Confinamento: Sudeste supera Centro-Oeste com menor custo alimentar pela primeira vez em 2026

Na comparação anual, ambas as regiões permanecem abaixo de março de 2025, aponta o Índice de Custo Alimentar Ponta

Confinamento: Sudeste supera Centro-Oeste com menor custo alimentar pela primeira vez em 2026
Ilustrativa

O custo alimentar do confinamento bovino brasileiro apresentou uma inversão na dinâmica entre as principais regiões produtoras em março de 2026, segundo o Índice de Custo Alimentar Ponta (ICAP).

No Centro-Oeste, o índice fechou o mês em R$ 13,23 por cabeça/dia, registrando alta de 11,93% em relação a fevereiro, pressionado principalmente pelos insumos energéticos e volumosos.

Já no Sudeste, o ICAP foi de R$ 12,19, com queda de 3,64% no comparativo mensal, consolidando o movimento de alívio nos custos observado desde fevereiro.

Na comparação anual, ambas as regiões permanecem abaixo de março de 2025. O Centro-Oeste apresenta redução de 4,89%, enquanto o Sudeste registra queda mais expressiva de 8,14%.

“O resultado marca uma inversão regional inédita em 2026: pela primeira vez no ano, o Sudeste opera com custo alimentar inferior ao Centro-Oeste, com diferença de R$ 1,04 em favor da região”, destaca o comunicado da Ponta Agro.

De acordo com a consultoria, a movimento reflete dinâmicas distintas entre as regiões. No Centro-Oeste, a alta foi puxada pelos energéticos (+16,55%) e volumosos (+15,18%), pressionados pela transição entre safras.

Já no Sudeste, mostra a Ponta Agro, a queda nos energéticos (-9,56%) e proteicos (-7,71%), impulsionada pela maior disponibilidade de coprodutos agroindustriais, sustentou a redução do custo da dieta.

“Além da inversão de custos, março evidenciou um empate técnico na lucratividade, reforçando a convergência entre as regiões. O lucro por cabeça foi de R$ 1.278,79 no Centro-Oeste e R$ 1.267,65 no Sudeste, diferença inferior a R$ 12 por animal”, aponta a empresa.

Centro-Oeste

Na análise do trimestre janeiro a março de 2026, o custo alimentar no Centro-Oeste encerrou março acima da média do período, refletindo a pressão concentrada no último mês.

⦁ Volumosos: +21,02% vs média trimestral
⦁ Energéticos: +12,35%
⦁ Proteicos: estabilidade (-0,30%)

O principal vetor de alta foi o grupo dos energéticos, influenciado pelo avanço do preço do milho grão seco (+2,2% vs média trimestral) e do sorgo (+6,9%), em um contexto de transição entre a safra de verão e a expectativa da safrinha.

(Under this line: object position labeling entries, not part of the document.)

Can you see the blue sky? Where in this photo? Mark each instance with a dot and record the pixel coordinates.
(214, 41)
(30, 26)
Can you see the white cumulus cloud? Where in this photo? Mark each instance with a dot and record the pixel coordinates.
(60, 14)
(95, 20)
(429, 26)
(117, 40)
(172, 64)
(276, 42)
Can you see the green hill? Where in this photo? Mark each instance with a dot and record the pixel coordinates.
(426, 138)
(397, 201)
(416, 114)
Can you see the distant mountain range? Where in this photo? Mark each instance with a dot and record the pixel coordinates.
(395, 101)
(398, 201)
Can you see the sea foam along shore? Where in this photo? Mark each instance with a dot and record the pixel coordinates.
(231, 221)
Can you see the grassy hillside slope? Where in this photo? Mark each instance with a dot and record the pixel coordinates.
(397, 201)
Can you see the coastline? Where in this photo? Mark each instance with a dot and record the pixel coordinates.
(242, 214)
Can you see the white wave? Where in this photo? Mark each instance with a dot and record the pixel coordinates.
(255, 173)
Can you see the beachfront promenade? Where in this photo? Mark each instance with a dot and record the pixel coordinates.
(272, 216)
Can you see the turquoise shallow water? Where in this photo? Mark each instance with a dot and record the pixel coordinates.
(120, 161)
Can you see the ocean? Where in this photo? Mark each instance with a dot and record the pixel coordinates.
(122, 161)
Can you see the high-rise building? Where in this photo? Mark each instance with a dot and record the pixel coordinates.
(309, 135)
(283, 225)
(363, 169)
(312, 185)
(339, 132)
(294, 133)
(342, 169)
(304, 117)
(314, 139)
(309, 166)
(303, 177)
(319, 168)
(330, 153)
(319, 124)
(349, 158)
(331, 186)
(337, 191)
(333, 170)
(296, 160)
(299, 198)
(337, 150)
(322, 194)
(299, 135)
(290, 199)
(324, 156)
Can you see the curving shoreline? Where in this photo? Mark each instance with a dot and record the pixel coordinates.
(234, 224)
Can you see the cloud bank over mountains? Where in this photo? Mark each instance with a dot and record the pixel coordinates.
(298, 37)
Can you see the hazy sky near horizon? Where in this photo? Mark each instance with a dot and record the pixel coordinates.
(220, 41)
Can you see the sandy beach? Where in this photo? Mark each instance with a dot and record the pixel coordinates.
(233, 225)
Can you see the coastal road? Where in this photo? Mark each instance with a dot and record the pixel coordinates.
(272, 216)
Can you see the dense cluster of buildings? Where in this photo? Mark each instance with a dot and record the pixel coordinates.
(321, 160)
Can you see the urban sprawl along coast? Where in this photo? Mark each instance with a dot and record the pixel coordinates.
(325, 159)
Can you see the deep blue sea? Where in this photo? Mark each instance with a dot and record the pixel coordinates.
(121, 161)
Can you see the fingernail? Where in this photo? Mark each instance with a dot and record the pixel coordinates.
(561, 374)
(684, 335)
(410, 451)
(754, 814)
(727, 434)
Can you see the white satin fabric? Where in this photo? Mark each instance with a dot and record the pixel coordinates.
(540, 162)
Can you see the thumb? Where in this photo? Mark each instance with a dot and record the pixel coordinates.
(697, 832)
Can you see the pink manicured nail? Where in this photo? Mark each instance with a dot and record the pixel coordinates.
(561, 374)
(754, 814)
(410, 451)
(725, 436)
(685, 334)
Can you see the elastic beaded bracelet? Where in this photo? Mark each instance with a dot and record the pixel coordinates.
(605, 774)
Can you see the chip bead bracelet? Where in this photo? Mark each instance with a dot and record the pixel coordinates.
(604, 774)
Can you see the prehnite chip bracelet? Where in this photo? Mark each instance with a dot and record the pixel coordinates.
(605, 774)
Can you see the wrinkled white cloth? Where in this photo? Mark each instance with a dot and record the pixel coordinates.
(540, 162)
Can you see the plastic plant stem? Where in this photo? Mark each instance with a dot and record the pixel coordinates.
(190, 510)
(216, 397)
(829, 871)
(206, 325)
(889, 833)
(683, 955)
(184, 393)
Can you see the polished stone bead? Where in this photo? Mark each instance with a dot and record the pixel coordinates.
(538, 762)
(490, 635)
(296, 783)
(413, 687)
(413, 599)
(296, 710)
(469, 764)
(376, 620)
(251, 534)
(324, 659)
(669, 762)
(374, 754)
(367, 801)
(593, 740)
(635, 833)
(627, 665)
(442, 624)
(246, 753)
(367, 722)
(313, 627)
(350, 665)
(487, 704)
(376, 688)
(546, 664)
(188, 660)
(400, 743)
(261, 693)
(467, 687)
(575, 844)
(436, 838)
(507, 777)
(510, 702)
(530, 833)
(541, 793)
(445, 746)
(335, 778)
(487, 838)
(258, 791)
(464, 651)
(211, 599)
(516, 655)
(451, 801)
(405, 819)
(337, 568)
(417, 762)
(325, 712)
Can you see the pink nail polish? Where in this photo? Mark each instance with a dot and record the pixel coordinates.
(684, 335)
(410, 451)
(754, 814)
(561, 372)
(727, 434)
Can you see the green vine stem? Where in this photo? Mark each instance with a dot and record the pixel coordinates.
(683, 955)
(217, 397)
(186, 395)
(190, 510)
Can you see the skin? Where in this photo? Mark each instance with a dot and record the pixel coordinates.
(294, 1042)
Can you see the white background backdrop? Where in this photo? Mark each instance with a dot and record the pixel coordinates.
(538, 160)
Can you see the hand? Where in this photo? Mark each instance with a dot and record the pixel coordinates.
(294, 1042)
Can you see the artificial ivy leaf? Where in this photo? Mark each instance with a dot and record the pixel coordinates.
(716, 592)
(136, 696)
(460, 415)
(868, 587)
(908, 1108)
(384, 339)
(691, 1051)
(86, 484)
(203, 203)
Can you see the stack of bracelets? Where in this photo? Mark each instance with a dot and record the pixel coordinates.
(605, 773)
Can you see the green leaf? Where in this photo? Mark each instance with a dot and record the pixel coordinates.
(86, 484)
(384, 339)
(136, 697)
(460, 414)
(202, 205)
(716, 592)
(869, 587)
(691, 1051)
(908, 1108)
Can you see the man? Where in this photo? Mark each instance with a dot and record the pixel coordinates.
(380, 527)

Segundo as informações da consultoria, nos volumosos, a alta do grupo foi influenciada principalmente pela silagem de capim (+30,4%), que pressionou o custo médio ponderado, apesar de movimentos de alívio em insumos como silagem de milho (-8,1%).

Sudeste

No Sudeste, o custo alimentar encerra março abaixo da média trimestral (-1,79%), puxado principalmente pela redução nos custos dos insumos energéticos e proteicos.

⦁ Energéticos: -8,74% vs média trimestral
⦁ Proteicos: -5,11%
⦁ Volumosos: +43,75%

Entre os energéticos, o destaque foi a queda do sorgo (-15,3%) e o recuo do milho (-1,5%), refletindo maior disponibilidade e competitividade de coprodutos na região.

Nos proteicos, a redução foi puxada principalmente pela torta de algodão (-8,2%) e pelo DDG (-2,1%), reforçando o movimento de alívio da dieta.

“Apesar da forte alta dos volumosos, especialmente silagem de cana (+65,1%) e bagaço de cana (+23,3%), a queda dos demais grupos foi suficiente para reduzir o custo total da dieta na região”, relata o comunicado à imprensa da Ponta Agro.